En 95, j'ai vendu ce lopin cinq cent quatre-vingts francs. D'autres achats me rendirent beaucoup plus; mais je n'entrerai pas dans un détail fastidieux. Tous ceux qui à cette époque ont fait leurs affaires savent qu'il a fallu, pour réussir, la confiance qu'ils ont eue dans les événements. Dans nos campagnes, ce fut d'abord le petit nombre. Jusqu'à la fin de la Convention, ceux qui avaient acheté voulaient pour la plupart revendre et ils revendaient avec perte. Sous le Directoire, ils commencèrent à racheter, ce qui constitua beaucoup de pertes sèches au commencement; et, malgré tout, ils trouvèrent encore leur compte plus tard, à plus forte raison, ceux qui, comme moi, ne se laissaient pas épouvanter par les menaces et les colères des partis, firent-ils en peu d'années des profils réels et très légitimes.

XXII

Je fis aussi un bon profit sur les laines. Elles étaient fort chères, bien que le bétail fût devenu très abondant. Dans les commencements, la libre pâture sur les terres en séquestre avait fait prospérer les troupeaux. Tout le monde avait doublé et triplé le nombre d'animaux qu'il pouvait nourrir, mais le gaspillage ne profita pas longtemps. La pâture épuisée, on vit dépérir les moutons, et on s'empressa de s'en défaire à vil prix. J'en achetai, un par un, à diverses personnes et à crédit, une certaine quantité que j'envoyai au pays de Crevant sous la garde d'un vieux homme malheureux en qui j'avais reconnu beaucoup d'intelligence et d'activité. Je l'associai à mon profit, et, après qu'il eut loué une cabane et un pâturage dans les environs de l'île aux Fades, il s'établit par là. Le droit de pâture était d'un prix minime. Notre produit de tondaille nous mit à même de payer toutes nos dépenses et d'encaisser une somme ronde. Les agneaux nous vinrent en abondance vers la Noël et nous promirent d'autres profits.

En même temps que j'opérais pour mon compte, je rétablissais les affaires de la gestion du prieur, à la grande surprise de M. Costejoux, qui, dans ses lettres, m'appelait son cher régisseur. Il est certain que, sans moi, il n'eût rien tiré de son domaine.

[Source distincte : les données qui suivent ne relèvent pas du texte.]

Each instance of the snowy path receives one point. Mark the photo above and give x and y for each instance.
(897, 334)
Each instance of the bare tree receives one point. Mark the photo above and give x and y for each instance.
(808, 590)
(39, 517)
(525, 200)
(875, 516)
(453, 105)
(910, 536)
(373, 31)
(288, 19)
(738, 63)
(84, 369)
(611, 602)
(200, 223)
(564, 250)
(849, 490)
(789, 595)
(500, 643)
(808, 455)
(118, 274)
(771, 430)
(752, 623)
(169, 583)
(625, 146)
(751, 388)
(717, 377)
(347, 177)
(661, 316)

Pour moi, je voyais bien que la propriété était excellente, mais il eût fallu y mettre de l'argent, et je l'engageais beaucoup à venir s'assurer par lui-même de ce qu'il y avait à faire. Il s'y décida dans le courant de l'hiver qui fut encore un rude et cruel hiver, accompagné d'une disette infâme. Je dis infâme parce qu'elle fut l'ouvrage des spéculateurs. M. Costejoux, en voyant nos belles récoltes, le comprit bien et me le fit comprendre.

Quand nous eûmes bien parlé d'Émilien, qui lui avait écrit, disait-il, des lettres brûlantes de patriotisme, quand il m'eut dit que Louise devenait chaque jour plus jolie et qu'elle était l'enfant gâtée de sa maison, je me décidai, voyant qu'à tous égards il me prenait au sérieux, à lui ouvrir mon cœur et à lui confier mon grand projet. Mais je ne le lui présentai pas comme une chose arrêtée dans mon esprit. Je ne lui désignai pas le moutier comme le but principal de mon ambition, et je le consultai d'une manière générale sur la possibilité de faire fortune avec rien, en face d'une occasion comme celle que présentait la vente des biens nationaux et la situation générale des affaires.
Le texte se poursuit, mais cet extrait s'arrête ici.